For example: You claim, “Pizza Hut pizza is inedible.”

I know what you mean — that it doesn’t taste good. But you’ve made a factual claim that is demonstrably untrue. A good opponent will score points by making you defend this claim, which is indefensible. Try to be more specific.

We worked through your Twitter claims. No homework for Thursday, but you can expect an in-class activity tailored to how well you seem to be grasping these concepts so far.

New Media: Today was a work day – you worked in your groups, talking about the 7 questions and starting to frame up your new educational systems. Things were going ok! New groups, though, due to absences:

Brenna, Sarah O., Sydney, Rhyan

Rosemary, Autumn, Jenna, Sara L.

Jonnah, Laura, Payton, Andi

Thursday will also be a work day, in the same style as this – I expect that it will take you most if not all of the block to really pin down the way your new system (or updated system) will work and why. Keep thinking about it, and I’ll keep lobbing questions at you.

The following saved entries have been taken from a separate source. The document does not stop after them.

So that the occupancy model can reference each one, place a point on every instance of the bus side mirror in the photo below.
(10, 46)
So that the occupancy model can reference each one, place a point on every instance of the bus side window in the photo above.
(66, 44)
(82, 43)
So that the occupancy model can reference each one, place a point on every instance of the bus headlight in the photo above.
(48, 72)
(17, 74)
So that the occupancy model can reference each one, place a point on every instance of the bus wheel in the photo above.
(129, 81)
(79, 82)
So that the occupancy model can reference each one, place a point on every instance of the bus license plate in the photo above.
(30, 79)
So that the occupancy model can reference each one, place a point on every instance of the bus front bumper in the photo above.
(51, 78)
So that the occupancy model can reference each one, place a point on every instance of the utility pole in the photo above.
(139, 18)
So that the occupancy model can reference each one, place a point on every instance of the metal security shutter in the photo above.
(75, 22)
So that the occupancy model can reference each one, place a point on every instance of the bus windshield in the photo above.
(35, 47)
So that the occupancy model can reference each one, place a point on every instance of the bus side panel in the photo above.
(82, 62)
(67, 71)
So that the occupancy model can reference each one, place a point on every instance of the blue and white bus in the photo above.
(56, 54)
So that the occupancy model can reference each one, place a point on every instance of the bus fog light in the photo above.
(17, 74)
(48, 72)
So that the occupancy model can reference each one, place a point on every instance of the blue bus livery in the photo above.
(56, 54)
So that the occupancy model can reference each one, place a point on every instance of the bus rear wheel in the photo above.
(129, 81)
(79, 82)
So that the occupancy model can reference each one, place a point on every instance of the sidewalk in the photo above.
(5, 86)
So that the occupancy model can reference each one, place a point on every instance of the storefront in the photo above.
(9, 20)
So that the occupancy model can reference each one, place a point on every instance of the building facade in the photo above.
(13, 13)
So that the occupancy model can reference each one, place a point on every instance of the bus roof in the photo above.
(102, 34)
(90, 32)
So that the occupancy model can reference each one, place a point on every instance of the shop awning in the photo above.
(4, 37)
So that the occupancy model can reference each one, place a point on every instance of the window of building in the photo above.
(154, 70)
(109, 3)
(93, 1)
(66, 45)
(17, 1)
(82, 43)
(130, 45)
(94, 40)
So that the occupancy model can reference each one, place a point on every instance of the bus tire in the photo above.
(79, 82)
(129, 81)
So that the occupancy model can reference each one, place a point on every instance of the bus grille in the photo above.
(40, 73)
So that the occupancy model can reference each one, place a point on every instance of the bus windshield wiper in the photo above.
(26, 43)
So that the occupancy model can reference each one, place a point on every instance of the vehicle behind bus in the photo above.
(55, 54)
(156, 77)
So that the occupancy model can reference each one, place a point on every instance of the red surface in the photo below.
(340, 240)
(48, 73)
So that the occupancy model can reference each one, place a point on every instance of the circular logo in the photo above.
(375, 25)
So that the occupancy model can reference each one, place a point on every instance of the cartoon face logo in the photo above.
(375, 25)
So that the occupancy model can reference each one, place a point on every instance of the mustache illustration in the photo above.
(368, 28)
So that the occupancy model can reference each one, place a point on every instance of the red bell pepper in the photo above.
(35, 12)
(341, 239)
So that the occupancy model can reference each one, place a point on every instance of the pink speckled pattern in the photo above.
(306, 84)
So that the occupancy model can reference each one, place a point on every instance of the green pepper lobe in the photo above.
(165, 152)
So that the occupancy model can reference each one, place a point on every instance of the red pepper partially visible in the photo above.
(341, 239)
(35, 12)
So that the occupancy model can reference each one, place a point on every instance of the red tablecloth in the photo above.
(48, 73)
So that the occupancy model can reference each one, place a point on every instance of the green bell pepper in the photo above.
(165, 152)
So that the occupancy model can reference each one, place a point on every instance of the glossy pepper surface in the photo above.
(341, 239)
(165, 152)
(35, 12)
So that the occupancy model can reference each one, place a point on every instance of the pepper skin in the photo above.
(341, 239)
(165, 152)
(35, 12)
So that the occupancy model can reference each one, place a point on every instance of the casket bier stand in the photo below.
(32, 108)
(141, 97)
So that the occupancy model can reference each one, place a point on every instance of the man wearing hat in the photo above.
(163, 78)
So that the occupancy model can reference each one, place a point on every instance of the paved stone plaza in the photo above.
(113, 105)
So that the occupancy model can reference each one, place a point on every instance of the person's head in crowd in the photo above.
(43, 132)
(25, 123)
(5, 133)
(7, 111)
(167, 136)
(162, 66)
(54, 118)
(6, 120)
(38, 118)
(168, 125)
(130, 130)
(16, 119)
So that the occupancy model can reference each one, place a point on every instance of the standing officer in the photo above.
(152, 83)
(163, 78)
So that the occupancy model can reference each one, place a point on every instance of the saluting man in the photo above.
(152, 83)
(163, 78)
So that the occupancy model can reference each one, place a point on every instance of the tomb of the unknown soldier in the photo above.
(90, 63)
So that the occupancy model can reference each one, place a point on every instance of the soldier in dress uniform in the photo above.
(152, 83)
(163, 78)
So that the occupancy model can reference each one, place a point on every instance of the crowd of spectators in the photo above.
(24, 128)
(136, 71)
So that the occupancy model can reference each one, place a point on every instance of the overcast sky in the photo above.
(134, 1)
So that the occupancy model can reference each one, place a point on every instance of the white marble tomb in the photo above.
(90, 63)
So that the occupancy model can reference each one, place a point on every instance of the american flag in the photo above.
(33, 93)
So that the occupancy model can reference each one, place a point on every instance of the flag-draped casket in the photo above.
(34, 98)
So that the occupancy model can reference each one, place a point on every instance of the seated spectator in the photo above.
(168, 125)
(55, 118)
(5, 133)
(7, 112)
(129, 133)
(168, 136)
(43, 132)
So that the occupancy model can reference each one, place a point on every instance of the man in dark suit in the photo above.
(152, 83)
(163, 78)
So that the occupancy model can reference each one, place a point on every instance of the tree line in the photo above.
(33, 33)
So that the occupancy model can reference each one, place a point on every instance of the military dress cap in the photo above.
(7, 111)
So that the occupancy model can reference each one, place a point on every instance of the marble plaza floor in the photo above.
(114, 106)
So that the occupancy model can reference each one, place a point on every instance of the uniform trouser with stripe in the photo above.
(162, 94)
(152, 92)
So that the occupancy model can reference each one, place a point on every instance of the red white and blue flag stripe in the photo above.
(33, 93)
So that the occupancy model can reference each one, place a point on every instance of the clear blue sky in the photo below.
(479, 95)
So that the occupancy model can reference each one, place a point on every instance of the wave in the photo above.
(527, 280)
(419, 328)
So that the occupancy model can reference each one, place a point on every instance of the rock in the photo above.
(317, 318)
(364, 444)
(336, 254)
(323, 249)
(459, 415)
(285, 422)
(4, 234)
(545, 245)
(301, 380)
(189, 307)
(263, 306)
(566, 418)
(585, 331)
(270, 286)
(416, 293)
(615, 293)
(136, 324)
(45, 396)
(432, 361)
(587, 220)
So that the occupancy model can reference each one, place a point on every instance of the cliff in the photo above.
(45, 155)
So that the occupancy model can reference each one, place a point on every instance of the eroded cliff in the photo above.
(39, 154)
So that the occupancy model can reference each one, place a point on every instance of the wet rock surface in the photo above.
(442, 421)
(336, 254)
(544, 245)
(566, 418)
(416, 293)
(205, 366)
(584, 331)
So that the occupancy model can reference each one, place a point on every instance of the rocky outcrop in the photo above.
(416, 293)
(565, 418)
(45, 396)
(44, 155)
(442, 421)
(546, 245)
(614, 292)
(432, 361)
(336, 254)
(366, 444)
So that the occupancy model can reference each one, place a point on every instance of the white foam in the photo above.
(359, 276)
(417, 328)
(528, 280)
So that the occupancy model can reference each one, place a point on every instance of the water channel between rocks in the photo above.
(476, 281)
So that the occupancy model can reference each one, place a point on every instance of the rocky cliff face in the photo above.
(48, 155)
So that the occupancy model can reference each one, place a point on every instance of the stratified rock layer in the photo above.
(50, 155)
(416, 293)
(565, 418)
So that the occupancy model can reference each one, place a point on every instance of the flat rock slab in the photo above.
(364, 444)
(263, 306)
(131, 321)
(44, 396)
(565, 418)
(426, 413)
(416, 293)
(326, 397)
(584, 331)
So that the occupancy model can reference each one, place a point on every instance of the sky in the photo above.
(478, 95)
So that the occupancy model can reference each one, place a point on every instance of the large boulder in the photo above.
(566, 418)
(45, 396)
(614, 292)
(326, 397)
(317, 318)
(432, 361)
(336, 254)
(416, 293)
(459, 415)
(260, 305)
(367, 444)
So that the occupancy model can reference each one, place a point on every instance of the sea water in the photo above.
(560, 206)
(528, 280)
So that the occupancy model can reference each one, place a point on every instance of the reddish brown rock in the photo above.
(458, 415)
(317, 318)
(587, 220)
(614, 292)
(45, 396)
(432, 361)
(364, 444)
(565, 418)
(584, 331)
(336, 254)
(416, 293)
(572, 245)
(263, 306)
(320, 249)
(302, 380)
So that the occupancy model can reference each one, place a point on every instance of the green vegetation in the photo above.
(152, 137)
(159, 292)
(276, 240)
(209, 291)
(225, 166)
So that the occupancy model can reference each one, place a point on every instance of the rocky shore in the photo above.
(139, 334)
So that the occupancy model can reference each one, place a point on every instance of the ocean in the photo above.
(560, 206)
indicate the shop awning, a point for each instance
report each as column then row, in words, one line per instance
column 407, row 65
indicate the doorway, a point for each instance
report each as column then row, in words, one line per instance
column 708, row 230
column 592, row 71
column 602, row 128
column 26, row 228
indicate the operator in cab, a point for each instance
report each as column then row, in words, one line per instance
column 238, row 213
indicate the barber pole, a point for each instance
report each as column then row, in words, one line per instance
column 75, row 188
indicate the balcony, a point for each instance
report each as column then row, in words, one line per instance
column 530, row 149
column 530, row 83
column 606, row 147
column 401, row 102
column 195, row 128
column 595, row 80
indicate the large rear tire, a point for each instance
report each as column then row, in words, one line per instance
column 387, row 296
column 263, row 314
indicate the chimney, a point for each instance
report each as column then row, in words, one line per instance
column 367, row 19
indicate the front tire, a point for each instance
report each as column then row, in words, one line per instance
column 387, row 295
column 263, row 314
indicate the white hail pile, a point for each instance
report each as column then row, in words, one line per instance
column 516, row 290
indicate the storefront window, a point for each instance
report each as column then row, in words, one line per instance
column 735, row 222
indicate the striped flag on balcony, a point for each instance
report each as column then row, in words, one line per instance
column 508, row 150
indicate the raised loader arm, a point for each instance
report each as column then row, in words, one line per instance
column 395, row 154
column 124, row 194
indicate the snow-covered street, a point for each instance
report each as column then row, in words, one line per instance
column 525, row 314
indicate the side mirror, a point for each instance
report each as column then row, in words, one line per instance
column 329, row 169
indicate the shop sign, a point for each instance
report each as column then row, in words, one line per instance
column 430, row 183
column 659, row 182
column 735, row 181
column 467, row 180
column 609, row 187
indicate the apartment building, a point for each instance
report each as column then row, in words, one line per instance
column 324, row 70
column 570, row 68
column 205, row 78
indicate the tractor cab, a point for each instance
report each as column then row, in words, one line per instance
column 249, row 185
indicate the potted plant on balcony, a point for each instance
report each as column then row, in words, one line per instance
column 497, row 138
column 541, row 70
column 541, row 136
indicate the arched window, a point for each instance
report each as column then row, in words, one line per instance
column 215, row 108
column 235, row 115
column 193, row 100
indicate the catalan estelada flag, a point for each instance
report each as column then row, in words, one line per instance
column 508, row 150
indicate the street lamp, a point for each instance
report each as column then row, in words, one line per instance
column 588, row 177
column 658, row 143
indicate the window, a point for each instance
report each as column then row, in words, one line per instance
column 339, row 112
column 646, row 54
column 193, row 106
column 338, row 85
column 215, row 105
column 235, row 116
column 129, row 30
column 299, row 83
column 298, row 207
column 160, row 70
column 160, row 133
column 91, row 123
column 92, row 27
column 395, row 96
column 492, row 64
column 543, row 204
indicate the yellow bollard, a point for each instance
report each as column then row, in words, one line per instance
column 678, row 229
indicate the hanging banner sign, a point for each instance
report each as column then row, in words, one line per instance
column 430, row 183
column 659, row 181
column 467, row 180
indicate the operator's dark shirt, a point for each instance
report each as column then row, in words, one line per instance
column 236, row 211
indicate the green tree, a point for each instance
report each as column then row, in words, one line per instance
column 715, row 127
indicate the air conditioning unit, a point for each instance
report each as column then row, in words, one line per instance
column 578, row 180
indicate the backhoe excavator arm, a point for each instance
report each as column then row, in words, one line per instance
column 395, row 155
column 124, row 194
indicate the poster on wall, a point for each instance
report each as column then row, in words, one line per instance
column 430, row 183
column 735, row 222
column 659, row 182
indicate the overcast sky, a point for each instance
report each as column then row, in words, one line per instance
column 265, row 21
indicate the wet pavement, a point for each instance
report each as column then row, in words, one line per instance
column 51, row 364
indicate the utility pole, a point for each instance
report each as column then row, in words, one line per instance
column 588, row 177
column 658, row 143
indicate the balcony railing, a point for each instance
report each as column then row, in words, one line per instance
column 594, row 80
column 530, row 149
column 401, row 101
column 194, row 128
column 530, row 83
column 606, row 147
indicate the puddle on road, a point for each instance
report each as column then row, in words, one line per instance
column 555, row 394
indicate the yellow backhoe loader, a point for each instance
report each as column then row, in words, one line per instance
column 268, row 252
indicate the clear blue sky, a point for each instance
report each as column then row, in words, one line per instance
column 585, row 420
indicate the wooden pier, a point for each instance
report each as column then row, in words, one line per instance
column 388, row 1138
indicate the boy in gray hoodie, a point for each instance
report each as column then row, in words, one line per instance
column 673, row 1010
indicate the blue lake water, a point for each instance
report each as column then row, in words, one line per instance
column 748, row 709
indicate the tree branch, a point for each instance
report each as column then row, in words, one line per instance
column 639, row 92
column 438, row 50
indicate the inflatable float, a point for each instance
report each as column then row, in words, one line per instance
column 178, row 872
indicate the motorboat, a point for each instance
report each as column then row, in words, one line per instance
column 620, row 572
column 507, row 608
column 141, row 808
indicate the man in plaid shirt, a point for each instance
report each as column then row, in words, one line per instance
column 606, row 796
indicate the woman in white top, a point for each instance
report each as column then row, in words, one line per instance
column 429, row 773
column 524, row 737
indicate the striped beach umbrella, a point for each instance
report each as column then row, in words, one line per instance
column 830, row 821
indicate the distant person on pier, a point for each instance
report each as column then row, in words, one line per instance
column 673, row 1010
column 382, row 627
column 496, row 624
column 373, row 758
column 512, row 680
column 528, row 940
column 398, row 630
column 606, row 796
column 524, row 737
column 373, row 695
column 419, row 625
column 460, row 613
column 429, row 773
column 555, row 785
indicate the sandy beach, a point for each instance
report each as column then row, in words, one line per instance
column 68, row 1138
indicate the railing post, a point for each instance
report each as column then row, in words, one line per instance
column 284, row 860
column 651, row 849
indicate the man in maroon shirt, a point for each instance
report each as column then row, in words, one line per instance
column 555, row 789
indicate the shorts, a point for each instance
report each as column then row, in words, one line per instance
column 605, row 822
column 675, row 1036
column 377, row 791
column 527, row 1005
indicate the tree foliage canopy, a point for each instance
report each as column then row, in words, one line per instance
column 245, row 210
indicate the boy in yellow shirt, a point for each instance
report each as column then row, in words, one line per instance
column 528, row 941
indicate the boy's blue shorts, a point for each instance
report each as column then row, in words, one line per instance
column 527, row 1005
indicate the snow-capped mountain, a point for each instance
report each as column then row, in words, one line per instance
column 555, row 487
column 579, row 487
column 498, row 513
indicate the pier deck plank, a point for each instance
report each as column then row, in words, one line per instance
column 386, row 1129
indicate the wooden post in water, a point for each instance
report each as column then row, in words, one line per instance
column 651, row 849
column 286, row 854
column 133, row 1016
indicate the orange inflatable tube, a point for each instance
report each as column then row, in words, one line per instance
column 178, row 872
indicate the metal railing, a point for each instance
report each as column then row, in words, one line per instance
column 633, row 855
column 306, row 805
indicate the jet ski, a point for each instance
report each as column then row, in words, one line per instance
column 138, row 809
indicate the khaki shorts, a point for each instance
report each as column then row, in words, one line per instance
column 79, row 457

Siren: Talked about who’s who in the newsroom, and how the average newsroom flow chart works (the handout on pages 22-24).

So far we’ve also talked about:

The seven things that make a story interesting to readers

The parts of a front page, and of a story

At some point soon (next week) you can expect a quiz.

Style: Today you shared and then handed in your pieces inspired by Dale Carnegie’s HtWFaIP. Nice job – much of what was read aloud was really impressive!

The style for this week is Spoon River Anthology by Edgar Lee Masters – poetry. An excerpt was handed out in class, and the whole anthology can be found here, should you be interested: http://www2.hn.psu.edu/faculty/jmanis/masters/sranthol.pdf

Your notes are due on Thursday, as always. Make sure to be analytical as you write your notes – making simple observations is ground-floor notetaking. I’d love to see everyone here not only make observations but also make some kind of statement or analysis of what you observe. For example, a simple observation would be “The writer uses many long, sophisticated words.” A much better note would be “The writer uses many longer, sophisticated words, such as ‘unscrupulous’ and ‘microcosm.’ The result is that the voice sounds well-educated and a little bit pretentious, and perhaps a little old fashioned.”

8th Grade:

Survey: Poetry: Today we reviewed the material we’ve covered so far that I would like you to know for a quiz Thursday. (If you were absent Tuesday, you can make this quiz up on Friday.) That list of stuff includes:

Five essential elements of poetry/five poetry “don’ts”/image/abstraction/tenor/vehicle/figurative language/simile/metaphor/symbol (public and private)/hyperbole/synecdoche/pun/image cluster/mixed metaphor

Then we had the Haiku Rodeo 2014. Winners announced Thursday!